Vangelo di Giovanni 15, 1-8: In quel tempo, Gesù disse ai suoi discepoli: «Io sono la vite vera e il Padre mio è l’agricoltore. Ogni tralcio che in me non porta frutto, lo taglia, e ogni tralcio che porta frutto, lo pota perché porti più frutto.
Voi siete già puri, a causa della parola che vi ho annunciato. Rimanete in me e io in voi. Come il tralcio non può portare frutto da se stesso se non rimane nella vite, così neanche voi se non rimanete in me. Io sono la vite, voi i tralci. Chi rimane in me, e io in lui, porta molto frutto, perché senza di me non potete far nulla. Chi non rimane in me viene gettato via come il tralcio e secca; poi lo raccolgono, lo gettano nel fuoco e lo bruciano. Se rimanete in me e le mie parole rimangono in voi, chiedete quello che volete e vi sarà fatto. In questo è glorificato il Padre mio: che portiate molto frutto e diventiate miei discepoli».

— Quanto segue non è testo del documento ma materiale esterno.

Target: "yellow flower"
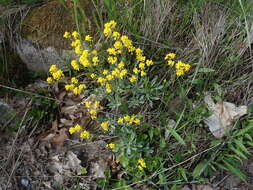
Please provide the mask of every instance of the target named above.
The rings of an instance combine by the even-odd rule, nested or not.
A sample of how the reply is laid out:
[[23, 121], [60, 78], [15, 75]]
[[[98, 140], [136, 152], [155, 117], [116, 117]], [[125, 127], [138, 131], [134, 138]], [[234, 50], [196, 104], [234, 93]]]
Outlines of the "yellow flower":
[[72, 47], [77, 47], [77, 46], [81, 47], [81, 41], [76, 39], [75, 41], [71, 42], [71, 46]]
[[119, 77], [122, 79], [124, 76], [126, 76], [127, 74], [127, 70], [126, 69], [123, 69], [120, 74], [119, 74]]
[[50, 84], [50, 83], [53, 83], [54, 82], [54, 79], [52, 77], [47, 77], [47, 82]]
[[115, 48], [108, 48], [106, 51], [109, 55], [117, 55], [117, 51]]
[[76, 54], [82, 54], [81, 46], [76, 46], [76, 47], [75, 47], [75, 53], [76, 53]]
[[143, 167], [141, 167], [141, 165], [138, 165], [138, 169], [142, 171]]
[[73, 93], [74, 93], [75, 95], [78, 95], [78, 94], [80, 94], [81, 92], [80, 92], [80, 90], [79, 90], [78, 87], [75, 87], [75, 88], [73, 89]]
[[118, 124], [122, 124], [123, 122], [124, 122], [124, 118], [120, 117], [120, 118], [118, 119]]
[[124, 116], [124, 120], [125, 120], [125, 122], [129, 122], [129, 121], [130, 121], [130, 119], [131, 119], [131, 117], [130, 117], [129, 115], [125, 115], [125, 116]]
[[57, 66], [56, 65], [51, 65], [51, 67], [49, 68], [49, 72], [50, 73], [54, 73], [56, 72], [58, 69], [57, 69]]
[[108, 28], [108, 27], [105, 27], [104, 28], [104, 35], [105, 35], [105, 37], [109, 37], [111, 34], [112, 34], [112, 29]]
[[118, 68], [122, 69], [124, 68], [125, 66], [125, 63], [123, 61], [121, 61], [119, 64], [118, 64]]
[[93, 55], [97, 55], [98, 54], [98, 52], [97, 52], [97, 50], [93, 50], [92, 52], [91, 52]]
[[168, 53], [166, 56], [165, 56], [165, 60], [167, 59], [174, 59], [176, 57], [176, 54], [175, 53]]
[[[96, 51], [96, 50], [94, 50], [94, 51]], [[83, 50], [82, 55], [87, 58], [89, 56], [89, 51]]]
[[181, 69], [178, 69], [178, 70], [176, 70], [176, 75], [177, 76], [182, 76], [182, 75], [184, 75], [184, 71], [181, 70]]
[[74, 127], [69, 128], [69, 133], [72, 135], [76, 132], [76, 129]]
[[97, 79], [97, 82], [100, 83], [101, 85], [104, 84], [105, 81], [106, 81], [106, 79], [103, 77], [98, 77], [98, 79]]
[[77, 84], [78, 83], [78, 79], [76, 77], [72, 77], [70, 81], [71, 81], [72, 84]]
[[113, 75], [114, 77], [119, 77], [119, 75], [120, 75], [119, 69], [118, 69], [118, 68], [114, 69], [114, 70], [112, 71], [112, 75]]
[[85, 41], [91, 42], [92, 37], [90, 35], [85, 36]]
[[115, 64], [118, 59], [117, 59], [117, 57], [109, 56], [107, 60], [108, 60], [109, 63]]
[[154, 62], [152, 60], [147, 59], [146, 60], [146, 65], [147, 66], [154, 65]]
[[90, 139], [91, 135], [89, 131], [84, 130], [83, 132], [80, 133], [80, 138], [81, 139]]
[[132, 75], [132, 76], [129, 78], [129, 81], [130, 81], [131, 83], [134, 83], [134, 82], [137, 81], [137, 77], [136, 77], [135, 75]]
[[120, 41], [116, 41], [113, 46], [115, 49], [121, 49], [123, 47], [123, 44]]
[[97, 75], [94, 74], [94, 73], [92, 73], [92, 74], [90, 75], [90, 77], [91, 77], [92, 79], [94, 79], [96, 76], [97, 76]]
[[111, 74], [109, 74], [109, 75], [106, 76], [106, 79], [107, 79], [108, 81], [113, 80], [113, 78], [114, 78], [114, 77], [113, 77], [113, 75], [111, 75]]
[[73, 67], [74, 70], [79, 71], [80, 67], [79, 67], [76, 60], [72, 60], [70, 64], [71, 64], [71, 66]]
[[89, 62], [88, 58], [85, 57], [84, 55], [80, 56], [79, 61], [80, 61], [80, 63], [81, 63], [84, 67], [90, 66], [90, 62]]
[[136, 59], [138, 60], [138, 61], [142, 61], [142, 62], [144, 62], [145, 60], [146, 60], [146, 57], [145, 56], [141, 56], [141, 55], [138, 55], [138, 56], [136, 56]]
[[80, 92], [82, 92], [84, 89], [86, 89], [86, 85], [85, 84], [80, 84], [78, 86], [78, 89], [79, 89]]
[[79, 33], [77, 31], [72, 32], [72, 36], [74, 39], [79, 38]]
[[168, 65], [169, 66], [171, 66], [171, 67], [173, 67], [174, 66], [174, 64], [175, 64], [175, 61], [172, 61], [172, 60], [168, 60]]
[[104, 121], [101, 123], [101, 127], [104, 131], [108, 131], [109, 130], [109, 122], [108, 121]]
[[105, 91], [106, 91], [107, 93], [111, 93], [111, 92], [112, 92], [112, 88], [111, 88], [111, 85], [110, 85], [109, 83], [107, 83], [107, 84], [105, 85]]
[[66, 84], [66, 85], [65, 85], [65, 89], [66, 89], [67, 91], [73, 90], [74, 88], [75, 88], [75, 85], [74, 85], [74, 84]]
[[94, 110], [94, 109], [91, 109], [91, 110], [89, 111], [89, 113], [90, 113], [91, 116], [96, 116], [96, 115], [97, 115], [97, 111]]
[[113, 32], [112, 33], [112, 37], [114, 38], [114, 40], [118, 40], [120, 38], [120, 33], [118, 32]]
[[108, 72], [109, 72], [108, 70], [104, 69], [103, 70], [103, 75], [107, 75]]
[[137, 124], [137, 125], [139, 125], [140, 122], [141, 122], [141, 121], [140, 121], [140, 119], [138, 119], [138, 118], [134, 120], [134, 123]]
[[98, 108], [99, 105], [100, 105], [100, 102], [99, 102], [99, 101], [95, 101], [95, 102], [94, 102], [94, 107], [95, 107], [95, 108]]
[[137, 49], [135, 50], [135, 53], [136, 53], [136, 55], [142, 55], [142, 54], [143, 54], [143, 51], [142, 51], [142, 49], [137, 48]]
[[140, 159], [138, 160], [138, 163], [140, 164], [140, 166], [141, 166], [142, 168], [146, 168], [146, 167], [147, 167], [147, 166], [146, 166], [146, 163], [145, 163], [145, 161], [144, 161], [143, 158], [140, 158]]
[[110, 144], [107, 144], [106, 147], [113, 150], [116, 147], [116, 145], [114, 143], [110, 143]]
[[80, 132], [82, 130], [82, 127], [79, 124], [76, 124], [74, 128], [76, 132]]
[[65, 32], [64, 35], [63, 35], [64, 38], [70, 38], [70, 36], [71, 36], [71, 35], [70, 35], [69, 32]]
[[145, 63], [139, 63], [139, 68], [142, 70], [145, 69]]
[[143, 76], [145, 76], [145, 75], [147, 75], [147, 73], [144, 72], [144, 71], [141, 71], [141, 76], [143, 77]]
[[98, 56], [93, 57], [92, 62], [97, 64], [99, 62]]
[[191, 66], [189, 64], [185, 64], [182, 61], [178, 61], [175, 65], [175, 67], [176, 67], [176, 75], [177, 76], [184, 75], [184, 73], [191, 68]]
[[92, 103], [91, 101], [86, 101], [86, 102], [85, 102], [85, 107], [86, 107], [86, 108], [90, 108], [91, 103]]
[[132, 52], [135, 50], [135, 48], [133, 47], [132, 41], [126, 35], [121, 36], [120, 40], [122, 41], [124, 46], [128, 48], [128, 51]]
[[135, 74], [138, 74], [139, 72], [140, 72], [140, 70], [139, 69], [137, 69], [136, 67], [133, 69], [133, 72], [135, 73]]
[[59, 69], [58, 71], [52, 73], [52, 76], [53, 76], [54, 80], [60, 80], [61, 78], [64, 77], [64, 74], [63, 74], [62, 70]]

Commento al Vangelo di oggi:
Con questa immagine Gesù spiega quale sia la straordinaria realtà di comunione vitale con Lui offerta ai credenti, quale impegno essa comporti e quali siano le attese di Dio. Gesù è il primogenito di un’umanità nuova in virtù del sacrificio redentore sulla croce. È il ceppo santo da cui scorre ai tralci la sua stessa linfa vi tale. Chi rimane unito a lui può portare al Padre il frutto dell’amore, e rendere gloria al suo nome (vv. 5.8). Affinché poi questo frutto sia copioso, il Padre/vignaiolo usa ogni cura, togliendo i tralci infecondi e potando quelli fecondi. Quest’opera di purificazione si va compiendo quando la parola di Gesù è accolta in cuore buono (v. 3): allora essa guida le azioni dell’uomo e lo rende amico di Dio, cooperatore del suo disegno di salvezza, collaboratore della sua gioia (v. 7).
Contemplo:
Anche la vite, quando intorno le è stato zappato il terreno, viene legata e tenuta diritta affinché non si pieghi verso terra. Alcuni tralci si tagliano, altri si fanno ramificare: si tagliano quelli che ostentano un’inutile esuberanza, si fanno ramificare quelli che l’esperto agricoltore giudica produttivi. Perché dovrei descrivere l’ordinata disposizione dei pali di sostegno e la bellezza dei pergolati, che insegnano con verità e chiarezza come nella Chiesa debba essere conservata l’uguaglianza, sicché nessuno, se ricco e ragguardevole, si senta superiore, e nessuno, se povero e di oscuri natali, si abbatta o si disperi? Nella Chiesa ci sia per tutti un’unica e uguale libertà, con tutti si usi pari giustizia e identica cortesia. Per non essere piegato dalle burrasche del secolo e travolto dalla tempesta, ognuno, come fa la vite con i suoi viticci e le sue volute, si stringe a tutti quelli che gli sono vicini quasi in un abbraccio di carità e unito ad essi si sente tranquillo. È la carità che ci unisce a ciò che sta sopra di noi e ci introduce in cielo. «Se uno rimane nella carità, Dio rimane in lui» (1 Gv 4,16). Perciò anche il Signore dice: «Rimanete in me e io in voi. Come il tralcio non può produrre frutto da solo, se non resta unito alla vite, così anche voi, se non rimanete in me. Io sono la vite, voi i tralci» (Gv 15,4s).